Police removed the woman about 15 minutes after she got on the tracks and took her to a local hospital for an "involuntary committal," Stessel said.

Need help?
The American Association of Suicidology says the best intervention comes before a person heads to the subway. The group urges friends, family and co-workers to take seriously warning signs that include:
» Increased alcohol or drug use
» No reason for living or lack of sense of purpose
» Anxiety, agitation, unable to sleep or sleeping all the time
» Withdrawal from friends, family and society
Call the National Suicide Prevention Lifeline's toll-free number, 800-273-TALK (8255), for direct help or guidance on how to intervene.
Suicides by Metro train
2009 14 cases: 11 deaths and 3 attempts
2010 5 cases: 3 deaths and 2 attempts
2011 10 cases: 6 deaths and 4 attempts
2012 11 cases: 5 deaths and 6 attempts
2013: 3 cases: 2 deaths and 1 attempt
*As of Friday

"We've got a female on the tracks, who is refusing to move, possibly in need of an evaluation of some sort," Stessel said while the incident was still ongoing.

The woman placed herself on the outbound track at the underground Bethesda station.

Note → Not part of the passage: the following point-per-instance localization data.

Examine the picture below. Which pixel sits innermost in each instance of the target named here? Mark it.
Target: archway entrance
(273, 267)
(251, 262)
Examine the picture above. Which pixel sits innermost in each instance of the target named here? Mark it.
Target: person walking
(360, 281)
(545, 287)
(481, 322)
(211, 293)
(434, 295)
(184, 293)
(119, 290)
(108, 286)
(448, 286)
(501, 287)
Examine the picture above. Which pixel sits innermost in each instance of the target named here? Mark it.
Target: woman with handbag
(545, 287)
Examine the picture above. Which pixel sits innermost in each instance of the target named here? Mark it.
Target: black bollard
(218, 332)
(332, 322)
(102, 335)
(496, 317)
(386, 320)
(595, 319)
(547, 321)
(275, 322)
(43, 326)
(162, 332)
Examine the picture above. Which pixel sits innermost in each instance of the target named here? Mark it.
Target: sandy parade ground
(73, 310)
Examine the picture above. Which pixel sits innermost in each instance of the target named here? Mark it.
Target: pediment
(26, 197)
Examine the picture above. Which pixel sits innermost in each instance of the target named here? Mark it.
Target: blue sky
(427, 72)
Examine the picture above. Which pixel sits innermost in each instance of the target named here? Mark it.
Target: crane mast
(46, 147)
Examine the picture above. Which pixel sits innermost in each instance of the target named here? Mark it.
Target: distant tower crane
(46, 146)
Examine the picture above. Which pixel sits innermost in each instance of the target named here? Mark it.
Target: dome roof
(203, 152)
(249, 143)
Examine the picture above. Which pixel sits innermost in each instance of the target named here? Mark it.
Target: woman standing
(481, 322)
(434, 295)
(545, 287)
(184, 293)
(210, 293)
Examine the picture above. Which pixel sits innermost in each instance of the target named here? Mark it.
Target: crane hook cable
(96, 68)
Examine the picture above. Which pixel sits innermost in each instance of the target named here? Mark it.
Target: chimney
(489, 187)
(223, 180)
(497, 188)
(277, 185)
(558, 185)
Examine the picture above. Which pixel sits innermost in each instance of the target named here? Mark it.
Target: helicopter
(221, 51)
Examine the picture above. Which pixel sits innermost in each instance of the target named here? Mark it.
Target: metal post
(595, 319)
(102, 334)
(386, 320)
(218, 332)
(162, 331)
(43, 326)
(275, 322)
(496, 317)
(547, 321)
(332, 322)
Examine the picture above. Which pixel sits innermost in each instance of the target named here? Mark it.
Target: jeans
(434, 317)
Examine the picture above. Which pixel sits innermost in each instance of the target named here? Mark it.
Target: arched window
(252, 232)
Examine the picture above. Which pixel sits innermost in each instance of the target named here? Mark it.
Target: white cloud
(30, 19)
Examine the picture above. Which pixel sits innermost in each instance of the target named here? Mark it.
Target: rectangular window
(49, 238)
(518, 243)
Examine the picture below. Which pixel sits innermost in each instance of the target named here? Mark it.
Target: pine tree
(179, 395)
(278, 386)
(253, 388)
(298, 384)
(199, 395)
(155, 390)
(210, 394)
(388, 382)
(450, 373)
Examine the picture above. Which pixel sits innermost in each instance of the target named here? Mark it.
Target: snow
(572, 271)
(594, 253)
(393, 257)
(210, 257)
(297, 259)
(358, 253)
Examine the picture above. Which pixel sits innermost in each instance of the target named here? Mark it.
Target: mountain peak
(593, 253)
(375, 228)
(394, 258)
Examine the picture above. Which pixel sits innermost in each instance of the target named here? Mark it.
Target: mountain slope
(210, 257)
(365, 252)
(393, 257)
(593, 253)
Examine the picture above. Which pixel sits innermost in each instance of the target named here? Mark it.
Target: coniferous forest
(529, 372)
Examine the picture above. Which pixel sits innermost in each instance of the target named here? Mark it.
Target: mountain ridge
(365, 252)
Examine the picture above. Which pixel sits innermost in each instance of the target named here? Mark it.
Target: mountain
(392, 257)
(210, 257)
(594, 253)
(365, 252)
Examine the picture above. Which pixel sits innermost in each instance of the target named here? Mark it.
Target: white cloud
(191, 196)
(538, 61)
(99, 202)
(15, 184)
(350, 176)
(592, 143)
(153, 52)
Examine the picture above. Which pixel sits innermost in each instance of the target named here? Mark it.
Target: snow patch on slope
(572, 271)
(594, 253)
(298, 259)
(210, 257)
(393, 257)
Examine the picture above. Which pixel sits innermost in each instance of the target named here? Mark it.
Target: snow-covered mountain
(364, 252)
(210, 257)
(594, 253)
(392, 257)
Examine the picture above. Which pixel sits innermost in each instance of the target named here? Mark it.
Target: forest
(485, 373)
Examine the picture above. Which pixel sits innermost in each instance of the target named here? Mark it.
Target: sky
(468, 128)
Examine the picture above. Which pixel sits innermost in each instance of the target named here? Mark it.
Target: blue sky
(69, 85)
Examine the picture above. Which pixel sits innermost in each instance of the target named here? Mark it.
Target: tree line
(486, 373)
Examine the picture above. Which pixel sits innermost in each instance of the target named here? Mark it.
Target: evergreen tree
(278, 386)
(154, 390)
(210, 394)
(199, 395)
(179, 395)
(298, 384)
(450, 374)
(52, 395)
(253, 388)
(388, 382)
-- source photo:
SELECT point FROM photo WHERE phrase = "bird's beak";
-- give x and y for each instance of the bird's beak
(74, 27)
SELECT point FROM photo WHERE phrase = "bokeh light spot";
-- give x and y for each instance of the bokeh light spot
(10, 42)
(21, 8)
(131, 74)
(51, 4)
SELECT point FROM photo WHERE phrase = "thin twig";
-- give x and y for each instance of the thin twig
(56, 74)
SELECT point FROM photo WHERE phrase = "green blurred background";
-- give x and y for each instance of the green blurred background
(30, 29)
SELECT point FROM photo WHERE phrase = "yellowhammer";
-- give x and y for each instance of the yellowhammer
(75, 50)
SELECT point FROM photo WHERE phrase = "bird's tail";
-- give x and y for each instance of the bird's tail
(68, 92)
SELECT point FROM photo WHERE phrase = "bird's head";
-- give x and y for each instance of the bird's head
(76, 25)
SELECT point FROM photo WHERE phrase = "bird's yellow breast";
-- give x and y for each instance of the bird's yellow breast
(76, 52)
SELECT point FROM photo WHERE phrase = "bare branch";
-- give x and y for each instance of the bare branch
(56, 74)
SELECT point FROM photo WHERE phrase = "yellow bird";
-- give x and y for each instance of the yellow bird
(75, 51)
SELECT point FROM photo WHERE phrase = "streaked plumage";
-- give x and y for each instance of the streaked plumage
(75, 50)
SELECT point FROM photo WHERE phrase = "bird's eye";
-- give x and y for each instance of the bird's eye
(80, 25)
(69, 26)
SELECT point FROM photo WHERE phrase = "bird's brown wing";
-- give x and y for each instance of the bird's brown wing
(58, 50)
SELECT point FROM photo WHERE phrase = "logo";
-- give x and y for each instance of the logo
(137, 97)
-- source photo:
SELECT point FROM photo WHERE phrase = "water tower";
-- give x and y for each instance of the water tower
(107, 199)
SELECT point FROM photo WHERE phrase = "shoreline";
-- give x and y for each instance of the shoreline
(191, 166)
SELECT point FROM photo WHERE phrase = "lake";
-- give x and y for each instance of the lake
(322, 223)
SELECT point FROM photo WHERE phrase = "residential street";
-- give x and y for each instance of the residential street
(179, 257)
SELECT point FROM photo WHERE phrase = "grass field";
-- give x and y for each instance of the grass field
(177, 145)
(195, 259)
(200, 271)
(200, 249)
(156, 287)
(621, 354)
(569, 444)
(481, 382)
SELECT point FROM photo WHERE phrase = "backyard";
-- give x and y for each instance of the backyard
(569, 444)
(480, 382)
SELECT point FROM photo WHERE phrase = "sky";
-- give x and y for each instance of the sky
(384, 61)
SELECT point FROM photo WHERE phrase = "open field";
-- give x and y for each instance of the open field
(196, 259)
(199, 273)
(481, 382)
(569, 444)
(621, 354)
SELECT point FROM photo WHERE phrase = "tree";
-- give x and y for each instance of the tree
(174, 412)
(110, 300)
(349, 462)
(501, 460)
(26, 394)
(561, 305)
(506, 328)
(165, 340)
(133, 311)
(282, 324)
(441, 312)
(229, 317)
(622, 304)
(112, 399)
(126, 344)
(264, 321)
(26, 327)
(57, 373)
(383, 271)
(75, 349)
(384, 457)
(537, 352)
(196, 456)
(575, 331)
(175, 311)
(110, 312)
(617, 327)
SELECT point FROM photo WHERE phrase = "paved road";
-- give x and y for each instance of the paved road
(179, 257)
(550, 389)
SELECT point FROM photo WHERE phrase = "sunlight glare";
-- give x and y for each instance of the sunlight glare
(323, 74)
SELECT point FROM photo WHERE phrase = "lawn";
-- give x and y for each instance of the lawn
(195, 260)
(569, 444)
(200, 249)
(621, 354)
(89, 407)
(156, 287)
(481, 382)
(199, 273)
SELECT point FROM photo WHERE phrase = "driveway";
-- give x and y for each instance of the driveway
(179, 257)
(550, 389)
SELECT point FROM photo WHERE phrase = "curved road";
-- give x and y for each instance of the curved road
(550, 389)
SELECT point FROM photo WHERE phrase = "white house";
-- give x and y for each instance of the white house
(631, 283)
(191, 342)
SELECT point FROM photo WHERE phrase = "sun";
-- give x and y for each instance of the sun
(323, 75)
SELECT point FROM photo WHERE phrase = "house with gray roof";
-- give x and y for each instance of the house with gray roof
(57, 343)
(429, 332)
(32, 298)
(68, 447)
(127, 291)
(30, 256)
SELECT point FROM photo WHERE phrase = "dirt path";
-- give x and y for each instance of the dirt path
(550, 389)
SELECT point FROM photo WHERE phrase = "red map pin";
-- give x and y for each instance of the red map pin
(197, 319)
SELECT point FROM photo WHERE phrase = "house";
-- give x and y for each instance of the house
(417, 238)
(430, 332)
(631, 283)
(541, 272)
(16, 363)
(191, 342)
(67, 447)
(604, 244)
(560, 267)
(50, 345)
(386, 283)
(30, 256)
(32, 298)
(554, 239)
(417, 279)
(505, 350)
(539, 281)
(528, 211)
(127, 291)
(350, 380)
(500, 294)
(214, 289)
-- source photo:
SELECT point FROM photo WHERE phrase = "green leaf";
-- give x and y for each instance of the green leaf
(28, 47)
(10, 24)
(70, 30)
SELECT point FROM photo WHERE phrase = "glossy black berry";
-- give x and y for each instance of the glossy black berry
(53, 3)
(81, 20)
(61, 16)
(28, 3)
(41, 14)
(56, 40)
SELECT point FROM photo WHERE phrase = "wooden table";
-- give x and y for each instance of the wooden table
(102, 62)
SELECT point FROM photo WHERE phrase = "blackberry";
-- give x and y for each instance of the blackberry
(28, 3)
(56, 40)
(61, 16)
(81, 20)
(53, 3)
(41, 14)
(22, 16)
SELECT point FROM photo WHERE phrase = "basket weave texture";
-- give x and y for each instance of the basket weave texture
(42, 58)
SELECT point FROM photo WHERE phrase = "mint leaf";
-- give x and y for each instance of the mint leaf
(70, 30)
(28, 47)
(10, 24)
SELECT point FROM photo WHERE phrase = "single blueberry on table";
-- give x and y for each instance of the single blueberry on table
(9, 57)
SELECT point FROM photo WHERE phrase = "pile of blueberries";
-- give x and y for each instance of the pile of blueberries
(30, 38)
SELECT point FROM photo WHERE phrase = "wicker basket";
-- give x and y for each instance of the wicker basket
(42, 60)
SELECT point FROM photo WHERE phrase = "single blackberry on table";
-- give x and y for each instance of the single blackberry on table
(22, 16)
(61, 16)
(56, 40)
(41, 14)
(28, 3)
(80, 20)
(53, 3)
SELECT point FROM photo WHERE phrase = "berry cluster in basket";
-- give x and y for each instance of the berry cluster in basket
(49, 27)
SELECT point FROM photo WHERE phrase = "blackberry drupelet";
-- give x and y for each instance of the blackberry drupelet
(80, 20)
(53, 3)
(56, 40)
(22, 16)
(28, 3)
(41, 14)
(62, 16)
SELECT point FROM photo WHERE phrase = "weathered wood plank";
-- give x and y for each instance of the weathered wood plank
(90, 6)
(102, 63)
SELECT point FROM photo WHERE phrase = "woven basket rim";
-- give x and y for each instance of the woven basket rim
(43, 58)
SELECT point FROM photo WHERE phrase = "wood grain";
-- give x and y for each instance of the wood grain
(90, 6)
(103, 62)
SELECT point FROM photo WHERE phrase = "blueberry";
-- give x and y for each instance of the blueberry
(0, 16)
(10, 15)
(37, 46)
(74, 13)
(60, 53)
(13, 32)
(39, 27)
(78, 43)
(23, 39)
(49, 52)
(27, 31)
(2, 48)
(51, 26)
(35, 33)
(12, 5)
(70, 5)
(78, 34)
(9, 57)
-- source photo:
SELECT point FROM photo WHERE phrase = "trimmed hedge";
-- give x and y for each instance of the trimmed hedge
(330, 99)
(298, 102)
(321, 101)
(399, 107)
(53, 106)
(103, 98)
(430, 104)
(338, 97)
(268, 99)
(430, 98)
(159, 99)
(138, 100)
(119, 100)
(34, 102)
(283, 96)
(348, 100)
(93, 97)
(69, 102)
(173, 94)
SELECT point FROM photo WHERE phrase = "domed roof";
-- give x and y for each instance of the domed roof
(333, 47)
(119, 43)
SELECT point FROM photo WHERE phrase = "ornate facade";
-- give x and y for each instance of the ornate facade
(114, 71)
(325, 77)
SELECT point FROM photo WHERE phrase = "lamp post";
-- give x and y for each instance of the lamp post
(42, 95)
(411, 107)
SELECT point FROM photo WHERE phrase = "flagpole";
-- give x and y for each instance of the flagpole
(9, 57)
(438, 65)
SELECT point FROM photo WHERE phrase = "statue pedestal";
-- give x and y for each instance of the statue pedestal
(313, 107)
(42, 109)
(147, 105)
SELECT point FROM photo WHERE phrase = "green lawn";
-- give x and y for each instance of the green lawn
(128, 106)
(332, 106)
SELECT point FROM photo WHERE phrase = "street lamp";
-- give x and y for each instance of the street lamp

More details would be available after police filed a report, Metro spokesman Philip Stewart said.

Metro Transit Police removed the woman and took her into custody around 5:45 p.m., allowing trains to back on the track.

Metro has been training its employees in suicide prevention and runs a hot line that suicidal riders can call for help. It pledged to fight the problem of suicides after it had 14 cases and 11 deaths in 2009.